Smallpox at Mexborough and Denaby

June 1892

Mexborough and Swinton Times June 18, 1892

Smallpox at Mexborough and Denaby

The Mexborough Local Board having been refused permission to take the second sufferer from small-pox to the Denaby Isolation House, have made speedy arrangements for the conversion of a building at Bull Green into a temporary hospital.

Furniture was got on Saturday, and on Tuesday the patient was removed there. In the meantime care is being exercised to prevent the spread of the disease. A trained nurse has been engaged direct from the Nurses’ Institution at Gainsborough.

Yesterday the disease reached its climax, and so far the patient is going on as well as can be expected.

Another case has broken out at Denaby Main, the wife of a Denaby resident being the person attacked. She was conveyed to the Isolation Hospital there on Wednesday.  This makes the tenth case admitted at Denaby. Two have been discharged, and eight are now in the hospital.

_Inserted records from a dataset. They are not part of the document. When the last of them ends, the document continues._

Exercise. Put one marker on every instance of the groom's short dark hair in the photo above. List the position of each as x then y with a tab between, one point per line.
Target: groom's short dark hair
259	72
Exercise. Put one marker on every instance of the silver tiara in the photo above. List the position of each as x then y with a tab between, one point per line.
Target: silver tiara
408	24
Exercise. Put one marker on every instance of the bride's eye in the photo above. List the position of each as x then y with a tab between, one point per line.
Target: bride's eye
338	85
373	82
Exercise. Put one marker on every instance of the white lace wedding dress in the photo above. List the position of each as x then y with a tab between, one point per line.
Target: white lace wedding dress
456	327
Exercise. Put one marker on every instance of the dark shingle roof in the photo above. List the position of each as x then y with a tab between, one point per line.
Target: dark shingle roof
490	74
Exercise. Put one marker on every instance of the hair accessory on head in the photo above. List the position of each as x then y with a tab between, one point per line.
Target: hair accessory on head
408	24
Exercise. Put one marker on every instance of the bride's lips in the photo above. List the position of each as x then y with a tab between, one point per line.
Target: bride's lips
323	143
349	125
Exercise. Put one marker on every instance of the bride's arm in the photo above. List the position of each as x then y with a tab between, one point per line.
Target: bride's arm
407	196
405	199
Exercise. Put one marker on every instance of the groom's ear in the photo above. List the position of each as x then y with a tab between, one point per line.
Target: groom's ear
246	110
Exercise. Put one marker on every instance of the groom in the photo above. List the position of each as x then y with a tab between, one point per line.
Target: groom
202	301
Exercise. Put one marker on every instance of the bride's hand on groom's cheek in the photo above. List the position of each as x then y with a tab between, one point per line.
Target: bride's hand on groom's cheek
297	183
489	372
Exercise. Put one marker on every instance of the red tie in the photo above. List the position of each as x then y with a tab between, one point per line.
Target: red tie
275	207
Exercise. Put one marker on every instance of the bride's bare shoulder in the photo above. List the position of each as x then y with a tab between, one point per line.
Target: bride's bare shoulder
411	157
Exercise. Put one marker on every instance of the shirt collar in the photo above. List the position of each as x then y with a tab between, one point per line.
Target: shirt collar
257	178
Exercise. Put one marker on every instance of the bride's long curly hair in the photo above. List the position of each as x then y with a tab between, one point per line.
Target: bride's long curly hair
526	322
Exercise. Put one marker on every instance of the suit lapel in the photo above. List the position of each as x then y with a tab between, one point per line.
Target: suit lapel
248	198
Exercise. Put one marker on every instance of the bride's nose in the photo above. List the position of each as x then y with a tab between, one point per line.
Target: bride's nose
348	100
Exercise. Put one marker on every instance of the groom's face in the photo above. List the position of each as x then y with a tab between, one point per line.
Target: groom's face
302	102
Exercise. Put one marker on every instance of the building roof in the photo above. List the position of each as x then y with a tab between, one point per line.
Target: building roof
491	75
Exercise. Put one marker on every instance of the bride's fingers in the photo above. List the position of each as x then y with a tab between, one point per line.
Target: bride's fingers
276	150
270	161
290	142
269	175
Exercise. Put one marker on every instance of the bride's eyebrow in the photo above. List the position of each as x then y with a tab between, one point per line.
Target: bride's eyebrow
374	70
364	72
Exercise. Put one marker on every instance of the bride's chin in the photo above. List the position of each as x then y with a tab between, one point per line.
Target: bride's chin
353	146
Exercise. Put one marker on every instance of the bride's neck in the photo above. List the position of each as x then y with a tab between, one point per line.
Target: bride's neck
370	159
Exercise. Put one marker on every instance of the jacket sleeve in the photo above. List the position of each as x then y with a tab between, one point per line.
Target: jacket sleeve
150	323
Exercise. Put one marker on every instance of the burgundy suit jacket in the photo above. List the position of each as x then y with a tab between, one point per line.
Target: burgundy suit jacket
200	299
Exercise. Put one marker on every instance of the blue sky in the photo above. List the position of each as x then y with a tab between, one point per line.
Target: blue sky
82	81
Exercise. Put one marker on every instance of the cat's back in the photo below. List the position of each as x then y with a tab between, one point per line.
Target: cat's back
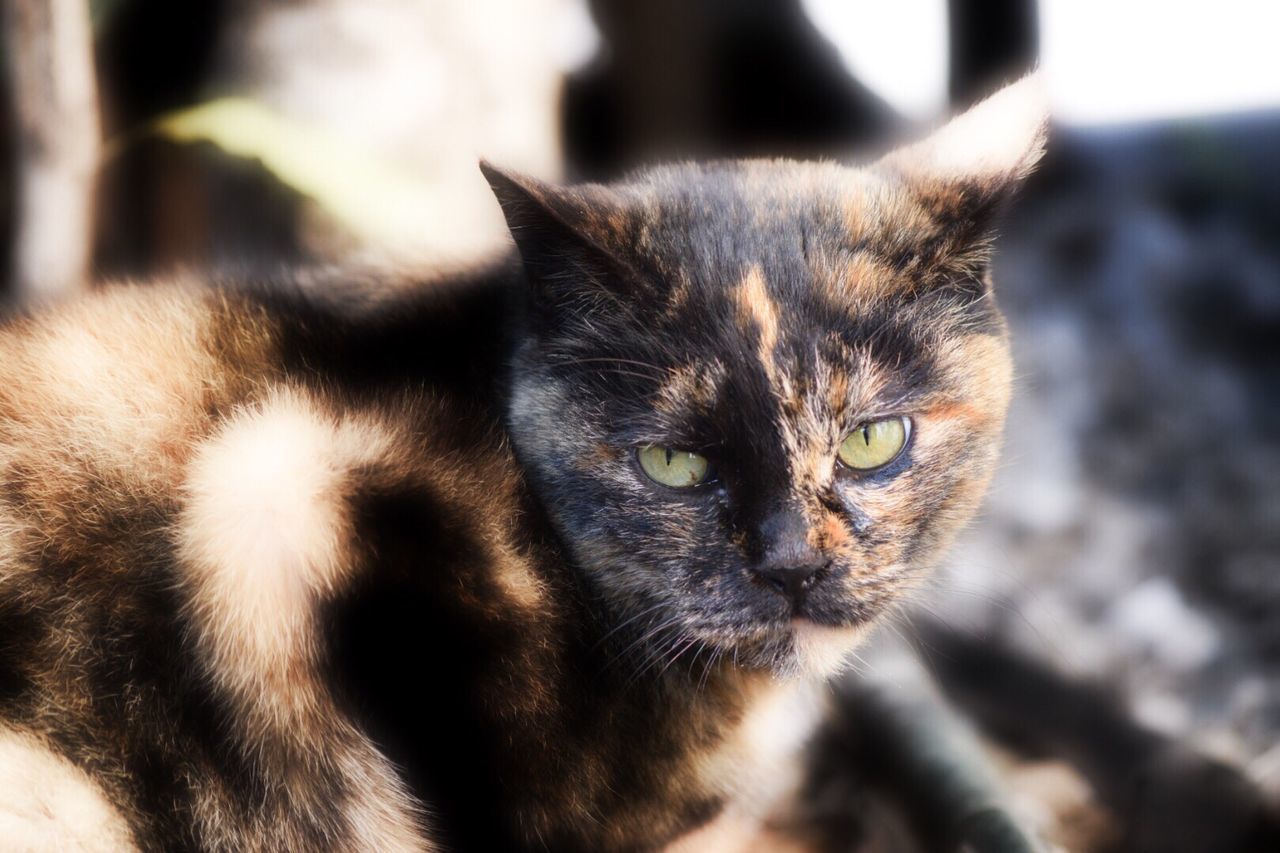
104	400
184	474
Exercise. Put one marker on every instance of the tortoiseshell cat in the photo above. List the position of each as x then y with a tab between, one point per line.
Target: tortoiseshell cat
552	559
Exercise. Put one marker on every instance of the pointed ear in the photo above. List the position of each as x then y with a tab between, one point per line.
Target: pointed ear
561	232
981	156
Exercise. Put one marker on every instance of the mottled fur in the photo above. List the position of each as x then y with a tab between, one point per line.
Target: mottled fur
288	569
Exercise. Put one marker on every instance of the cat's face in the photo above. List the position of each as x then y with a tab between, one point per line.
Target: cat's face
758	398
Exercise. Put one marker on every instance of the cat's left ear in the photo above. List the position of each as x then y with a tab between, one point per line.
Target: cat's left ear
964	170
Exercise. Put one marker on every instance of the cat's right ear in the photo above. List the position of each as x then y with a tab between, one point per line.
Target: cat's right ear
561	232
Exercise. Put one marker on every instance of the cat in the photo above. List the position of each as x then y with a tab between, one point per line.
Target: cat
551	556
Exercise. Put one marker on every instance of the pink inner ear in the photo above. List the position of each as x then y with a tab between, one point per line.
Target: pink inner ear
1000	137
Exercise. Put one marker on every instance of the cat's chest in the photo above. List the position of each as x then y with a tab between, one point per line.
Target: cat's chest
758	769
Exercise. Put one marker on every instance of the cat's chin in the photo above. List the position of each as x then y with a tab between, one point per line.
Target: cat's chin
808	649
823	651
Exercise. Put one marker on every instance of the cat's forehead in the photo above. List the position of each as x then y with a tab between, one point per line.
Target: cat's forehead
725	217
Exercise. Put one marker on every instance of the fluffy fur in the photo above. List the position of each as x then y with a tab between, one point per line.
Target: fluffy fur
300	569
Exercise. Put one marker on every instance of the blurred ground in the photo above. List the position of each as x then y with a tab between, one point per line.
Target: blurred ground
1133	533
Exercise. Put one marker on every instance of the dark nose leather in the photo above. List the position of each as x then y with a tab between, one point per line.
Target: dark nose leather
790	565
791	582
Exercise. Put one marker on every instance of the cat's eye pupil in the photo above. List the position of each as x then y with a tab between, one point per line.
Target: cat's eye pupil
874	443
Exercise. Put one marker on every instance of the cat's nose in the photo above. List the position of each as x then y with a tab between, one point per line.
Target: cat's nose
790	582
790	565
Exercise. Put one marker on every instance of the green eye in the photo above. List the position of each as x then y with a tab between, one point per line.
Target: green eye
874	443
672	468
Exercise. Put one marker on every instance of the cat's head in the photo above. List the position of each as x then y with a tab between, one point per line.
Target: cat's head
758	398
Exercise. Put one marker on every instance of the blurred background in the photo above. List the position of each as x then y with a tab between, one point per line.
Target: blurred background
1130	548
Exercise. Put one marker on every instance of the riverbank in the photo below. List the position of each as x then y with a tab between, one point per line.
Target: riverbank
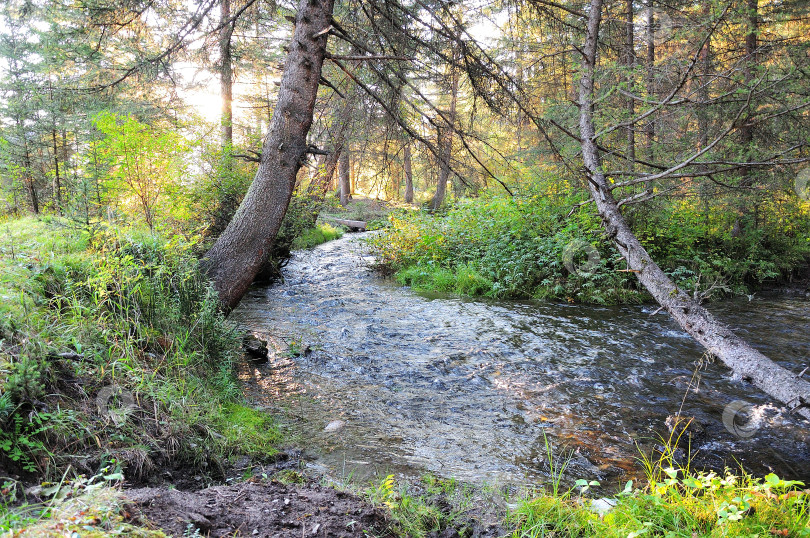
113	355
526	247
126	414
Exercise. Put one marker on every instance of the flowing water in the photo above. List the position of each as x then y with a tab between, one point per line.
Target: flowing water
473	388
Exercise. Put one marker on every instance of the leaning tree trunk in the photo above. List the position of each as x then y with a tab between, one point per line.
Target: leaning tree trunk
344	177
408	169
747	363
243	247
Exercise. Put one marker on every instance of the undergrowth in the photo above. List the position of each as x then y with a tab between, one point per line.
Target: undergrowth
112	348
318	235
529	247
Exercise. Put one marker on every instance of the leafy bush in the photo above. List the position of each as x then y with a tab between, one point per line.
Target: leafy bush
528	246
313	237
505	247
130	314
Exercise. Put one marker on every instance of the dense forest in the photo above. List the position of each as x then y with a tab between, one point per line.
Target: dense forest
161	161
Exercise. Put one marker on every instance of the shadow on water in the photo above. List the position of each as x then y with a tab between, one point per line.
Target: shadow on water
467	388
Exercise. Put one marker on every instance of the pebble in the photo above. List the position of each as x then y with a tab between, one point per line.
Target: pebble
334	426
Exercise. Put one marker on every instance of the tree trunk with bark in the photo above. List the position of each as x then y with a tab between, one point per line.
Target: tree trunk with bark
57	180
408	169
747	363
242	249
344	177
651	91
445	129
629	62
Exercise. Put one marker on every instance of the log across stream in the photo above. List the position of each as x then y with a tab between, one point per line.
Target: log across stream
467	388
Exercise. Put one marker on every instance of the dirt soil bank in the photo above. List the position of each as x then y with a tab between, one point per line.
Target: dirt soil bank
257	508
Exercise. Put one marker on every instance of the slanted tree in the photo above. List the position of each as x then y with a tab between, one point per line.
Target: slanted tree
243	248
746	362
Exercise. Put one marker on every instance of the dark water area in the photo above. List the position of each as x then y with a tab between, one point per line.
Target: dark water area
472	388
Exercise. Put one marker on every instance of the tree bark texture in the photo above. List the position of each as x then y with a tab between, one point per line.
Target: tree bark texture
445	139
747	363
344	177
408	169
242	249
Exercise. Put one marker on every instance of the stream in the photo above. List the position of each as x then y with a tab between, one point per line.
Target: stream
387	380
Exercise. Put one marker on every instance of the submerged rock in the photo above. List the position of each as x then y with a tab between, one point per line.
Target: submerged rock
334	426
255	347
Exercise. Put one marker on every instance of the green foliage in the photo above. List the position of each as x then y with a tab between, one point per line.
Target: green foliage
25	381
313	237
138	319
503	247
439	504
248	431
526	246
145	165
702	504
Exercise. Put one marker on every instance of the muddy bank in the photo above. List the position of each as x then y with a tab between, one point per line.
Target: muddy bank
257	508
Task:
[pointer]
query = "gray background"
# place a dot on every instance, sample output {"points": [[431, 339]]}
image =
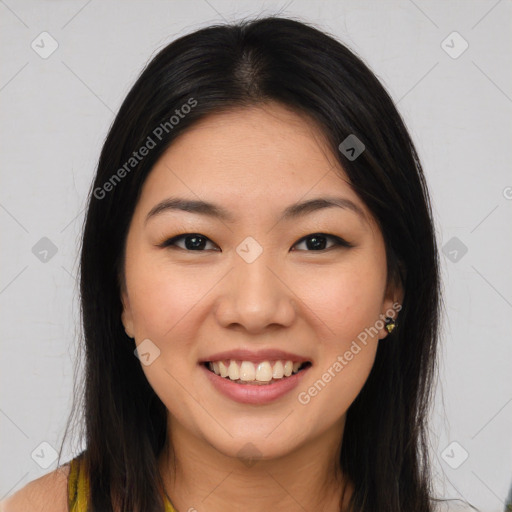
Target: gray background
{"points": [[56, 112]]}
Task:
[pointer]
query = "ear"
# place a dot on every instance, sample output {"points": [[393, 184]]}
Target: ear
{"points": [[391, 305], [127, 316]]}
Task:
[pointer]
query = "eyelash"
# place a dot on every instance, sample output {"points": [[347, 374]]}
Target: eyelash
{"points": [[339, 242]]}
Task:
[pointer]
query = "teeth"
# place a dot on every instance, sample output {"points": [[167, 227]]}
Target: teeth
{"points": [[247, 371], [222, 369], [233, 371], [278, 372], [264, 372]]}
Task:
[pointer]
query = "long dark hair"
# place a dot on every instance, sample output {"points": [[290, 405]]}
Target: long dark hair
{"points": [[385, 443]]}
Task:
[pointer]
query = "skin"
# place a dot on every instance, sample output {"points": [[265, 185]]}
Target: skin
{"points": [[254, 162]]}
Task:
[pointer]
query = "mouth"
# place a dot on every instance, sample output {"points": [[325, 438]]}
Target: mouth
{"points": [[262, 373]]}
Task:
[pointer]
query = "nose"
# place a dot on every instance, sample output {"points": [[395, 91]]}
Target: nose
{"points": [[255, 298]]}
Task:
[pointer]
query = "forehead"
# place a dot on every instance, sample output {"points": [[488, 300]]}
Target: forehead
{"points": [[245, 158]]}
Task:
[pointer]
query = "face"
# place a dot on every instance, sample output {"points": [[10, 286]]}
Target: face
{"points": [[255, 287]]}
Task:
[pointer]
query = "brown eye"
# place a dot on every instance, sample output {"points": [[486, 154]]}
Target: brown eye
{"points": [[317, 242], [193, 242]]}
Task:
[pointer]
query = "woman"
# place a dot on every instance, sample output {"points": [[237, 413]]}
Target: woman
{"points": [[260, 288]]}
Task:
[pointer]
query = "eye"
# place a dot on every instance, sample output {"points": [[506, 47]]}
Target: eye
{"points": [[193, 241], [318, 241], [197, 242]]}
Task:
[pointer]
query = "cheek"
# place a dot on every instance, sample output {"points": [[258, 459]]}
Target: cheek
{"points": [[346, 301], [161, 297]]}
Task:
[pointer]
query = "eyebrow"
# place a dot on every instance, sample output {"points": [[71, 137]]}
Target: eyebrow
{"points": [[291, 212]]}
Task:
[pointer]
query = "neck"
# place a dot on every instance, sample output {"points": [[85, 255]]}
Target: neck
{"points": [[197, 476]]}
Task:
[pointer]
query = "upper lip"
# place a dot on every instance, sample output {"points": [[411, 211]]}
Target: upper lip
{"points": [[255, 356]]}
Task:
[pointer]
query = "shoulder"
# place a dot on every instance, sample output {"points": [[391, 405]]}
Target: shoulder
{"points": [[44, 494]]}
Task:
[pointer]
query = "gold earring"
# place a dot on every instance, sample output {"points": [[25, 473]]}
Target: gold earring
{"points": [[390, 324]]}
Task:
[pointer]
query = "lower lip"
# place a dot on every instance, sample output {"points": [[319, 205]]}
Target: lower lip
{"points": [[254, 393]]}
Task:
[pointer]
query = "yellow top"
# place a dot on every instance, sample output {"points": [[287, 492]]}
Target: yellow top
{"points": [[78, 489]]}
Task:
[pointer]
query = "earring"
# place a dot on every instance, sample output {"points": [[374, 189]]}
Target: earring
{"points": [[390, 324]]}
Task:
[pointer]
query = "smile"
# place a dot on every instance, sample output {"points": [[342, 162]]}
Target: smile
{"points": [[262, 373]]}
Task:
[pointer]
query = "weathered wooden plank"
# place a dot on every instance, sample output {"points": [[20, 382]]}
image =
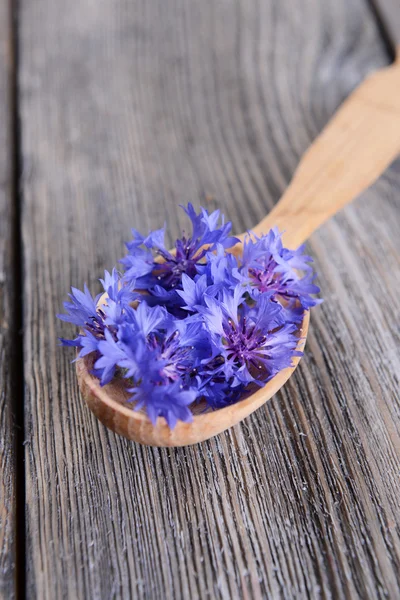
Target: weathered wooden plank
{"points": [[127, 110], [7, 322]]}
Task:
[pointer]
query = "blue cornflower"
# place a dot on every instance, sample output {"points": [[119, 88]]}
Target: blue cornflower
{"points": [[162, 277], [250, 343], [266, 266], [196, 324], [160, 357]]}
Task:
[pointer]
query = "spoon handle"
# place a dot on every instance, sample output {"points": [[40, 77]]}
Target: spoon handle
{"points": [[355, 148]]}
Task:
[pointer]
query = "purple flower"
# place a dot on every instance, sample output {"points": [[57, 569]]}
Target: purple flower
{"points": [[250, 343], [267, 266], [195, 324], [156, 352], [163, 277]]}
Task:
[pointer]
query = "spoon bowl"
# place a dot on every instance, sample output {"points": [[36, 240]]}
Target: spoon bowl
{"points": [[353, 150], [109, 404]]}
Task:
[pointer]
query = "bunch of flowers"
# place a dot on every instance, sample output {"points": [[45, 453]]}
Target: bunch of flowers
{"points": [[198, 323]]}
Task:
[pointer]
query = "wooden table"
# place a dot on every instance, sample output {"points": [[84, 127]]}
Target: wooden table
{"points": [[112, 114]]}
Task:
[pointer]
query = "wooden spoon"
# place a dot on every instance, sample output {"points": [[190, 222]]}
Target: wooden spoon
{"points": [[357, 145]]}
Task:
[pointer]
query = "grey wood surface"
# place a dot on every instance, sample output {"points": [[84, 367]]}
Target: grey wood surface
{"points": [[8, 337], [128, 109]]}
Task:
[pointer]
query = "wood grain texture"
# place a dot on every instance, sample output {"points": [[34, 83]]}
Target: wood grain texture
{"points": [[7, 333], [128, 109]]}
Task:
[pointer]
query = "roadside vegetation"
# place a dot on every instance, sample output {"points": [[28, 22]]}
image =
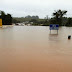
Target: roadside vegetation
{"points": [[58, 17]]}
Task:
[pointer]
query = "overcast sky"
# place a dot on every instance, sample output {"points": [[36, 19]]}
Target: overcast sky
{"points": [[22, 8]]}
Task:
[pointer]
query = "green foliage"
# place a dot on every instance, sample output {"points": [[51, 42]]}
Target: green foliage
{"points": [[6, 19], [58, 15], [69, 22]]}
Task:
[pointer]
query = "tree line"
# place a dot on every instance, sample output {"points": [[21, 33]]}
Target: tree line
{"points": [[6, 18], [58, 17]]}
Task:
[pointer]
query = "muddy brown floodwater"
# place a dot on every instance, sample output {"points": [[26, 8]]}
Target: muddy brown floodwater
{"points": [[34, 49]]}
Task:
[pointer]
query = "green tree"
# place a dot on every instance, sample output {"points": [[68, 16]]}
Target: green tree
{"points": [[58, 16]]}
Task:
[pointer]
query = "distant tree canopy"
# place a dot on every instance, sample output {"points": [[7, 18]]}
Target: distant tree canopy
{"points": [[32, 17], [6, 18]]}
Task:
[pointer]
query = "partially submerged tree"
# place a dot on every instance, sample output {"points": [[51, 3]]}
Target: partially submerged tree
{"points": [[58, 16]]}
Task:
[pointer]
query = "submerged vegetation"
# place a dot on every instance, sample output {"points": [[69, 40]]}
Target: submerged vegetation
{"points": [[57, 18]]}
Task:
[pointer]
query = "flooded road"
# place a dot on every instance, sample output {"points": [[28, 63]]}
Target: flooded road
{"points": [[34, 49]]}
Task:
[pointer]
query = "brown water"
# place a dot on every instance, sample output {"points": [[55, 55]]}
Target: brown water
{"points": [[34, 49]]}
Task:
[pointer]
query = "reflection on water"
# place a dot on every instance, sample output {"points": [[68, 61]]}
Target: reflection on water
{"points": [[34, 49]]}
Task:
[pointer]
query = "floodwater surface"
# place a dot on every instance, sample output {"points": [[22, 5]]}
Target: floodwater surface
{"points": [[34, 49]]}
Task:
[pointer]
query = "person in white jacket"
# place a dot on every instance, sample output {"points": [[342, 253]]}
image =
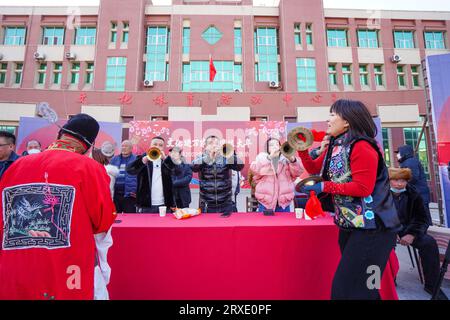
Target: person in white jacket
{"points": [[103, 241]]}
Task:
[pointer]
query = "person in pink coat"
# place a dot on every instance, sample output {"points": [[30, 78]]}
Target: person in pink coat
{"points": [[275, 175]]}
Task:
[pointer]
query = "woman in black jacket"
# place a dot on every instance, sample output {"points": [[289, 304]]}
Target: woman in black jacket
{"points": [[356, 188], [418, 180], [215, 177], [181, 178]]}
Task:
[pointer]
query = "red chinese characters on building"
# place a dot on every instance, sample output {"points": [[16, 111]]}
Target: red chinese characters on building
{"points": [[287, 98], [225, 99], [125, 98], [82, 98], [256, 100], [160, 100], [317, 98]]}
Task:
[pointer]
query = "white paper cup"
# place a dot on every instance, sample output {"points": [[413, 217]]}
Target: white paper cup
{"points": [[162, 211], [307, 217], [299, 213]]}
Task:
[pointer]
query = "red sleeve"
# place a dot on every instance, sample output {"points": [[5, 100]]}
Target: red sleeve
{"points": [[101, 208], [363, 164], [310, 165]]}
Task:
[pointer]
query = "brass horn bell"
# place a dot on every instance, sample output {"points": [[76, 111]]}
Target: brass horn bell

The question of the outbreak of small-pox at Mexborough came before the Rural Sanitary Authority at Doncaster on Saturday, Mr. C. Scarab, chairman of the Mexborough Local Board and guardian, having drawn attention to the matter.

The Medical Officer (Dr. Twigs) and the sanitary inspector (Mr. Humphries) are doing their best with a view to the prevention of the spread of the disease.